I have been recommending a bullish trade from around the 14.65 level, and if you took that trade, continue to place the stop loss at the spike bottom, which stands around 13.98 on a closing basis only as an exit strategy. For the bullish momentum to continue, prices have to break the November 3rd high of 15.23 in my opinion as I think that could happen in next week's trade as there is still significant room to run as I see no reason to be short.

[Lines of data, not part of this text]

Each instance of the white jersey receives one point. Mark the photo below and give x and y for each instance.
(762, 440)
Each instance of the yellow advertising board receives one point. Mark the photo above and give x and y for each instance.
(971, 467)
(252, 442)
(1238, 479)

I also have bullish recommendations in coffee and orange juice, as I believe the whole sector will continue to move higher, especially if adverse weather conditions persist. Fundamentally speaking, prices have inched higher over the past 6 weeks, with N.Y. sugar climbing to an 8-1/2 month high last Tuesday and London sugar rising to a new 8-1/2 month high Thursday on concerns that Brazil's dry conditions may curb sugarcane yields and reduce Brazil's sugar production. Irregular rain in Brazil's sugar-growing areas is keeping soil moisture levels below normal. Maxar recently said that Brazil's sugar-growing regions had received only 5%-25% of average rain in the past few months. Sugar prices are still trading above their 20 and 100-day moving average as this trend remains strong as I will be looking at possibly adding more contracts to the upside as risk/reward remains in your favor.
TREND: HIGHER
CHART STRUCTURE: IMPROVING
VOLATILITY: AVERAGE
Soybean Meal Futures
Soybean meal futures in the December contract settled last Friday in Chicago at 382 while currently trading at 388, up about 600 points for the week, continuing its bullish momentum as this trend has been remarkable over the last couple of months to the upside. I have been recommending a bullish position from the 299 level as the breakout occurred back in August, and if you took that trade, continue to place the stop loss at the 10-day low on a hard basis only at 374. However, the chart structure will improve daily starting next week; therefore, the monetary risk will be lowered. Soybean meal prices are trading far above their 20 and 100-day moving average as this trend is very strong to the upside. Demand from China continues to push prices higher, coupled with the fact that the U.S. soybean crop in 2020 was disappointed at best so stay long as the risk/reward remains in your favor.
TREND: HIGHER
CHART STRUCTURE: IMPROVING
VOLATILITY: AVERAGE
What do I mean when I talk about chart structure and why do I think it’s so important when deciding to enter or exit a trade? I define chart structure as a slow grinding up or down trend with low volatility and no chart gaps. Many of the great trends that develop have very good chart structure with many low percentage daily moves over a course of at least 4 weeks thus allowing you to enter a market allowing you to place a stop loss relatively close due to small moves thus reducing risk. Charts that have violent up and down swings are not considered to have solid chart structure as I like to place my stops at 10-day highs or 10-day lows and if the charts have a tight pattern that will allow the trader to minimize risk which is what trading is all about and if the chart has big swings your stop will be further away allowing the possibility of larger monetary loss.